In many ways, it’s as if mainstream news organisations have taken it upon themselves to fulfil the “dream” of wheelchair users, without actually stopping to ask two really important questions.

  1. Is this really your dream?
  2. How will this relentless pursuit of pseudo-walking (because let’s be clear here, we’re strapping you to a robot) make people feel who don’t share this dream?

So for the record: this is not my dream. I have no more desire to be strapped to a robot than I do to go swimming with great white sharks. In truth, my life as a wheelchair-user is a very good one. I do a lot of great things and know a lot of great people.

So hey, able-bodied media: quit making me feel like wheelchairs are a shitty, sub-par option. Stop beating your exoskeleton drum. And most of all, let go of your obsession with walking, because it’s totally overrated.

It should go without saying that Nicholson is making enormously good sense, and voices like his need to be heard — a lot!

But, speaking as a person who can walk, I think he is leaving out two important things.

First, our buildings and structures and systems need to be welcoming to people in wheelchairs. Walking is not over-rated if it’s the only way to get somewhere you need or want to be. Almost no single-family homes are built for wheelchairs, and many apartments are also inaccessible (though some dwellings are ramped after the fact, generally when a wheelchair user moves in). So life in a wheelchair means life not visiting a lot of other people’s homes, not seeing your friends in their own spaces. Even when public space is reasonably accessible, it is often not thought out: the building might be accessible but the bathroom door too narrow, or the elevators might take you to some floors and not others.

That’s a frustration that can be addressed by high-tech walking exoskeletons … or by responsible building practices and a commitment to universal design.

Second, temporarily able-bodied people like me (some disabled people call us “TABs”) are often patronizing, disparaging, or dismissive of people we can’t look in the eye. People in wheelchairs are often treated like children, or become invisible.
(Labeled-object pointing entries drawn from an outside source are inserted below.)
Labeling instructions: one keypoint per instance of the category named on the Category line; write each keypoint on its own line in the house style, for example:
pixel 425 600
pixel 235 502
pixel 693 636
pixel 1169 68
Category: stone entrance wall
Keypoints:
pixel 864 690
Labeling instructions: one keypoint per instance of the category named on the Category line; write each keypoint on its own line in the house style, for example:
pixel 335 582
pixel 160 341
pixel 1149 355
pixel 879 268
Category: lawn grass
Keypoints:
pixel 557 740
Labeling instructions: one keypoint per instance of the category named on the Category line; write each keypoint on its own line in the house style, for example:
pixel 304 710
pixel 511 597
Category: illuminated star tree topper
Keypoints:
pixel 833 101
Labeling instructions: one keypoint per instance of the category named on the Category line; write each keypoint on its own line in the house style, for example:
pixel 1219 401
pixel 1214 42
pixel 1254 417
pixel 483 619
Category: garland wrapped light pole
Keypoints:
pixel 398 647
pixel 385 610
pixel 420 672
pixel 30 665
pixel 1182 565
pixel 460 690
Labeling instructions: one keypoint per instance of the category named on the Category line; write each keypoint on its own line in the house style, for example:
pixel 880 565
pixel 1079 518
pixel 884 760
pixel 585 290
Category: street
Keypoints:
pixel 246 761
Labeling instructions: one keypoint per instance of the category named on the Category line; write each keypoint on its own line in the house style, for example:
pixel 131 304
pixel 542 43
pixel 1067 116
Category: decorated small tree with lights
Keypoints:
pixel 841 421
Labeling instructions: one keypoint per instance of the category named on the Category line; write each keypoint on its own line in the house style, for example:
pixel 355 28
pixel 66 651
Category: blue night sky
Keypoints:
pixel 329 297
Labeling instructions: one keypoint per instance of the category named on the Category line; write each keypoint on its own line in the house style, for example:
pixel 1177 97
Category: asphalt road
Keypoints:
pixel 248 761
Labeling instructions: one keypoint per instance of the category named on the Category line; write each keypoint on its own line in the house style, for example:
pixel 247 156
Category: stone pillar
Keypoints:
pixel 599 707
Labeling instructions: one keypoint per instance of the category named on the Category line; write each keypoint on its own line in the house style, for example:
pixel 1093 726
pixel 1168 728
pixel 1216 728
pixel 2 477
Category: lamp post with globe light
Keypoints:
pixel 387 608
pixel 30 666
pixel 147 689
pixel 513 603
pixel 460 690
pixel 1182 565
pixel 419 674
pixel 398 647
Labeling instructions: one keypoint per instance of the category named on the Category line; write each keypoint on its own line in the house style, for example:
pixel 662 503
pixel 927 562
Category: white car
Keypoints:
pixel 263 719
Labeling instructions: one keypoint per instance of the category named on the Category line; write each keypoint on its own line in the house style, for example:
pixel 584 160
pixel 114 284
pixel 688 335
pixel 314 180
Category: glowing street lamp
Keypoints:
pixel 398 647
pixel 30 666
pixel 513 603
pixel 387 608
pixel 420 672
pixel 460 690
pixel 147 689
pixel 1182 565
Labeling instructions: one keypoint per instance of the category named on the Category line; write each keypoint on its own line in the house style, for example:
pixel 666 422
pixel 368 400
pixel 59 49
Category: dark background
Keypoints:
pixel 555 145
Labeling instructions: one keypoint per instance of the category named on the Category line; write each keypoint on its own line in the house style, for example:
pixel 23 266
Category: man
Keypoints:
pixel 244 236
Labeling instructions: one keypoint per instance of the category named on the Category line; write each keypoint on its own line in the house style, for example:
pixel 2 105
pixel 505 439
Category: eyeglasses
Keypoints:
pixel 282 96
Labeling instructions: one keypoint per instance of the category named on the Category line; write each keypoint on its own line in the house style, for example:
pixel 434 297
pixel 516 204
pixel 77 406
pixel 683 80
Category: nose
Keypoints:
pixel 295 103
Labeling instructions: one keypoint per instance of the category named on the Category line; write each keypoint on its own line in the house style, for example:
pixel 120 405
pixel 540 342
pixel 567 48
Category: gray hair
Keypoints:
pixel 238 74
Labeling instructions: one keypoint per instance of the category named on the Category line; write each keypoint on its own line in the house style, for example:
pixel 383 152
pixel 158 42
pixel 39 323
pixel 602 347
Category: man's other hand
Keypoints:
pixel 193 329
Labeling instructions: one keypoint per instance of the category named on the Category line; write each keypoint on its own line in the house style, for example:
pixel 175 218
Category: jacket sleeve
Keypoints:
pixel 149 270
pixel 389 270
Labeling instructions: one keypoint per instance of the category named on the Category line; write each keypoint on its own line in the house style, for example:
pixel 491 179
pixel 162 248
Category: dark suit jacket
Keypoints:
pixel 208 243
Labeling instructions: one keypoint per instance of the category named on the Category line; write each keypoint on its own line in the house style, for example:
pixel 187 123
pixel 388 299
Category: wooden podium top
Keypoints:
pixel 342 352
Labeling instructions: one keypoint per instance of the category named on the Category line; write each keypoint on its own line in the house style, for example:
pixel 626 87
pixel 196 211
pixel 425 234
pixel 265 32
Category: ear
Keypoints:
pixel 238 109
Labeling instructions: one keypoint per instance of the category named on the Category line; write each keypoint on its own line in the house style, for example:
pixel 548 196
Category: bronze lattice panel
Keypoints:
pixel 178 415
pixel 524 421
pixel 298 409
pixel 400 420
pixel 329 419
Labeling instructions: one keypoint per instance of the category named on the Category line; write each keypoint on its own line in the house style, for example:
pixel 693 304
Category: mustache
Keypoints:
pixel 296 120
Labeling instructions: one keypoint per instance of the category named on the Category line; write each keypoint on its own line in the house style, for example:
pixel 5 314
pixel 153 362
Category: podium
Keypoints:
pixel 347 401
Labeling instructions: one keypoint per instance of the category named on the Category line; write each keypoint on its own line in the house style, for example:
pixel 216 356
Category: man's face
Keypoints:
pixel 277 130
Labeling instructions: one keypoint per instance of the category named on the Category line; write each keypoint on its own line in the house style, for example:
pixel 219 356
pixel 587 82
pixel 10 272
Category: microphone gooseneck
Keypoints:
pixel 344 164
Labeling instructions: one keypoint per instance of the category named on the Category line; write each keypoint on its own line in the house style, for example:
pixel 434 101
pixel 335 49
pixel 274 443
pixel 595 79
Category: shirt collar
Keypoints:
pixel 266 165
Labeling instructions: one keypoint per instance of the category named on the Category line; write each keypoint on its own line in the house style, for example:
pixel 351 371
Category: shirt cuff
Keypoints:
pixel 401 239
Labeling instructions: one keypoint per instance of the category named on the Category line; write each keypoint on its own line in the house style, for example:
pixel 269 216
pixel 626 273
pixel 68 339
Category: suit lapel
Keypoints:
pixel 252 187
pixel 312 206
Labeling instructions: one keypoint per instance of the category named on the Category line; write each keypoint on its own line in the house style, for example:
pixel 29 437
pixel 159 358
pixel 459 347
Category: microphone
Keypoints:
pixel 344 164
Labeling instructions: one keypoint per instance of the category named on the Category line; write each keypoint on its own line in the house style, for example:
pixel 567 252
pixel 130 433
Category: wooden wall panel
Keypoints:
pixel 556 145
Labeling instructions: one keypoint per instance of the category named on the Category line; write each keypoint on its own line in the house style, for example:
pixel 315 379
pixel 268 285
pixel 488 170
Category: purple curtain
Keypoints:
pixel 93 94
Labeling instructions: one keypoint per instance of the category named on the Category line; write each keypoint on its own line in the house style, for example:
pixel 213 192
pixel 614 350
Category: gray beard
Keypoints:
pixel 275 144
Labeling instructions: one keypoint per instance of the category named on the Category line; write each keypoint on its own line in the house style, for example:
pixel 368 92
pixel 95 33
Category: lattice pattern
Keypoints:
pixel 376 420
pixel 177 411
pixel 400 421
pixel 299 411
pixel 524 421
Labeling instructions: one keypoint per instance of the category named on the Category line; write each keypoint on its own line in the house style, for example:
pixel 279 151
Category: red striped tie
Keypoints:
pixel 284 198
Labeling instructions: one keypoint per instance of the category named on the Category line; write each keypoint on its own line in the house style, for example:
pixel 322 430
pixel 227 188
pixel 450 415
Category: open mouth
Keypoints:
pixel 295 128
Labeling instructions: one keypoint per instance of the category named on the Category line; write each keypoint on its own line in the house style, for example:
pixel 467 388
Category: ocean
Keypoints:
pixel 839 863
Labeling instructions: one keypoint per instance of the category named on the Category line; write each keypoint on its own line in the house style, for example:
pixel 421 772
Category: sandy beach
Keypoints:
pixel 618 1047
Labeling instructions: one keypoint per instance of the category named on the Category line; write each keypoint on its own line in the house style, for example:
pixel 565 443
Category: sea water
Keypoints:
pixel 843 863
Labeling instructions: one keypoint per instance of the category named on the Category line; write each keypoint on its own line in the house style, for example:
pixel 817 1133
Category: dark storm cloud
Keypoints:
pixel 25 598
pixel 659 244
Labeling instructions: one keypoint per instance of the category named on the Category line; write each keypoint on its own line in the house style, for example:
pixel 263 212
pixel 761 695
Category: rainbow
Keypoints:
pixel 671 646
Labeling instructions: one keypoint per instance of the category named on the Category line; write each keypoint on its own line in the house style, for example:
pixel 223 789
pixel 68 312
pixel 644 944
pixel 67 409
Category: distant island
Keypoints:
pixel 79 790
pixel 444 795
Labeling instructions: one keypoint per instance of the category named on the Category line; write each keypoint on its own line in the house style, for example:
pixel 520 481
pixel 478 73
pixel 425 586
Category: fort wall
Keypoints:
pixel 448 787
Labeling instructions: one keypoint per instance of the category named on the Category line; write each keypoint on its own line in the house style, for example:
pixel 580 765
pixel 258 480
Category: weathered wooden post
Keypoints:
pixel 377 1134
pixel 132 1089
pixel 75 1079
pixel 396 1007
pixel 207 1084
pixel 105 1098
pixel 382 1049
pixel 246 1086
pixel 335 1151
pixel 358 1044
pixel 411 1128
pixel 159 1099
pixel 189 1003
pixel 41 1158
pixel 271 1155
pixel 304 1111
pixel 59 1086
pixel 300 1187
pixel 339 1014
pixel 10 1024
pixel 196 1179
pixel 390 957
It’s common for a wheelchair user with a service dog to have people talk to the dog and not the human … repeatedly. It’s not just common but standard for restaurant, store, and public employees to ask the walking companion of a wheelchair user “Does he want …?” “Would she like …?” as if the person in the chair was deaf, or incapable of talking, or incapable of thinking.

That’s a discrimination that can be addressed by high-tech walking exoskeletons … or by changing social expectations to recognize the lived human experience of the person in the chair.

I’m genuinely glad that Red Nicholson thinks walking is overrated. I think so too. But some of the perks that come with walking could be far more widely extended. And then maybe the high-tech exoskeletons would be more of a toy and less socially important.